The Bombing of Nagasaki, August 9, 1945:
The Target Committee appointed by President Harry Truman to decide which Japanese cities would receive the Little Boy and Fat Man atomic bombings did not place Nagasaki among their top two choices. Instead they identified Kokura as the second target after Hiroshima. In Kokura, a city of 130,000 people on the island of Kyushu, the Japanese operated one of their biggest ordnance factories, manufacturing among other things chemical weapons. The Americans knew all this, but strangely had not targeted the city yet in their conventional bombing campaign. That was one of the reasons the Target Committee thought it would be a good option after Hiroshima.
The third choice, Nagasaki was a port city located about 100 miles from Kokura. It was larger, with an approximate population of 263,000 people, and some major military facilities, including two Mitsubishi military factories. Nagasaki also was an important port city. Like Kokura and Hiroshima, it had not suffered much thus far from American conventional bombing.
After the bombing of Hiroshima on August 6, workers on Tinian island labored intensely to put the finishing touches on the Fat Man bomb and prepare it for use. This was a plutonium implosion device of far greater complexity than the Little Boy bomb used at Hiroshima, which used uranium-235 in a fairly conventional explosive mechanism. The scientists and ordnance experts at Los Alamos had agonized for years over how to use plutonium in an atomic weapon, and Fat Man was the result.
The decision to use Fat Man just days after the explosion of Little Boy at Hiroshima was based on two calculations: the always-changeable Japanese weather—the appearance of a typhoon or other major weather event could force deployment to be postponed for weeks—and the belief that two bombings following in quick succession would convince the Japanese that the Americans had plenty of atomic devices and were ready to keep using them until Japan finally surrendered. Reports of approaching bad weather convinced the Americans to drop the next bomb on August 9.

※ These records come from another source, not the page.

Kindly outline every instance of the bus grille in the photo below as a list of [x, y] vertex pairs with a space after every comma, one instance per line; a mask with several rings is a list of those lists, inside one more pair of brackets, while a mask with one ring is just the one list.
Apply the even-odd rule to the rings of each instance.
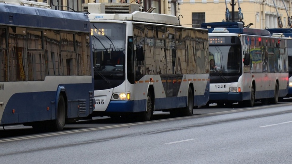
[[79, 101], [79, 113], [86, 113], [86, 101]]
[[89, 92], [89, 113], [91, 114], [93, 111], [93, 92]]

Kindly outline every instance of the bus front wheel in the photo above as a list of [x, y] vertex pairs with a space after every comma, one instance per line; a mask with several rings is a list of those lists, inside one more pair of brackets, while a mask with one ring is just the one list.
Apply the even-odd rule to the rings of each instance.
[[193, 92], [190, 87], [187, 94], [187, 106], [185, 107], [182, 111], [182, 115], [184, 116], [190, 116], [193, 113], [194, 106], [194, 98]]
[[153, 104], [151, 94], [149, 92], [147, 94], [147, 98], [146, 102], [146, 111], [141, 113], [140, 119], [142, 121], [148, 121], [150, 120], [153, 115]]

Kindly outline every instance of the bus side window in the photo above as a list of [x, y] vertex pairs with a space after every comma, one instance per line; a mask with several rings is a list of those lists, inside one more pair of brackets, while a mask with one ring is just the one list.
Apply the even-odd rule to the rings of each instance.
[[143, 61], [144, 60], [144, 50], [143, 50], [143, 46], [140, 46], [139, 45], [136, 46], [137, 47], [136, 49], [136, 58], [137, 61]]

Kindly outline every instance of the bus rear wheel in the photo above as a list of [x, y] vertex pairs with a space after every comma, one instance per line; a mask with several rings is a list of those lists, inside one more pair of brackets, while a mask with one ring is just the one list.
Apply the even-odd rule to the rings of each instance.
[[254, 87], [253, 85], [251, 85], [251, 99], [248, 100], [247, 102], [247, 106], [248, 107], [252, 107], [255, 104], [255, 91]]
[[66, 106], [65, 100], [63, 96], [60, 95], [58, 101], [58, 108], [55, 115], [55, 119], [51, 122], [52, 130], [53, 131], [62, 131], [65, 125], [66, 120]]
[[187, 94], [187, 106], [184, 108], [182, 110], [182, 115], [184, 116], [190, 116], [193, 113], [194, 107], [194, 98], [193, 92], [191, 88], [189, 87]]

Clouds also obscured visibility over Nagasaki, and Maj. Sweeney, running out of fuel, prepared to turn back toward Okinawa. At the last second a hole opened in the clouds, however, and Bombardier Capt. Kermit K. Beahan announced that he could see his target. And so Fat Man began its journey, detonating over Nagasaki at 11:02 a.m. local time.
Fat Man detonated at an altitude of 1,650 feet over Nagasaki with a yield of 21 kilotons, about 40 percent more powerful than Little Boy had been. It did so almost directly above the Mitsubishi factories that were the city’s primary targets, rather than over the residential and business districts further south. Tens of thousands of civilians, especially children, had already been evacuated from the city. The series of hills bracing Nagasaki also somewhat confined the initial blast and restricted the damage.
Still, the impact was devastating, particularly because people had heard the all-clear after an earlier aircraft raid warning, and had left their shelters. Everything within a mile of ground zero was annihilated. Fourteen thousand homes burst into flames. People close to the blast were vaporized; those unlucky enough to be just outside that radius received horrific burns and, there and further out, radiation poisoning that would eventually kill them. Although estimates vary, perhaps 40,000 people were killed by the initial detonation. By the beginning of 1946, 30,000 more people were dead. And within the next five years, well over 100,000 deaths were directly attributable to the bombing of Nagasaki on August 9, 1945.